When testing, it’s relatively common to isolate the setup phase from the rest of the test using abstractions like let or before. Many tests in the same file require similar (or the same) pieces of context to run, so consolidating that setup feels like a natural way to DRY up a test. Grouping related code can also feel similar to abstraction.

But this makes tests harder to read. That setup code defines the state of the system. More often than not we haven’t seen these tests recently or ever. These pieces of setup are critical to understanding how to fix existing tests or add more. A test separated from its context forces us to memorize that context which distracts from our problem solving skills. A good test tells a story.

Most tests also test a system in multiple states; no single setup can speak for all scenarios. At best, shared setup will have to be redefined for individual tests, scatting that context. At worst, setup is entirely wasted as global setup goes unused. When we put shared setup at the top, we are assuming that all future tests need this particular setup. Write a few more tests and that assumption will likely prove false, causing us to reorganize the whole file or just live with the waste.

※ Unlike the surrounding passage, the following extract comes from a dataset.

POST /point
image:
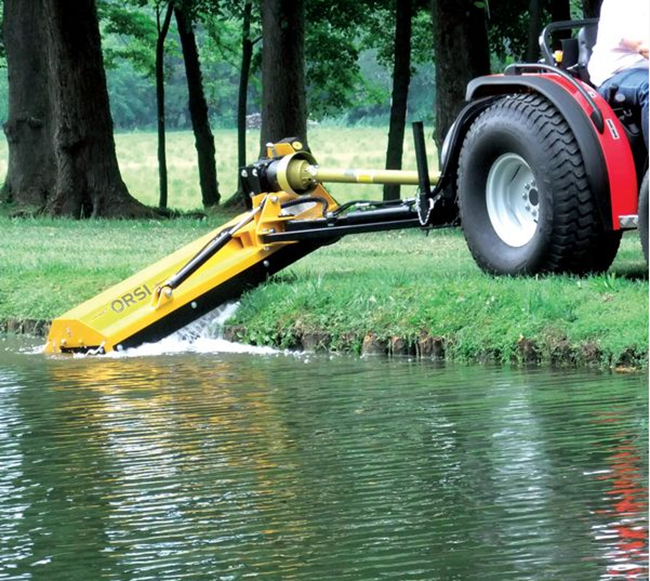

Keeping all of that setup inline makes that test much more readable. It’s staggeringly not DRY, but DRY isn’t a useful goal for tests. We do not need tests to be built on reusable abstractions and have a short line count. We need tests to give us predictable confidence in our system and help us refactor.

Broader Goals

It’s worth remembering that specific metrics like code complexity, test coverage, and “DRY” aren’t goals by themselves. The goal is code that we can easily understand and confidently change to give users the best possible software. Although “readable” is harder to measure, having it as a guiding principle can help us know when to bend or break these quantitative rules and build better software.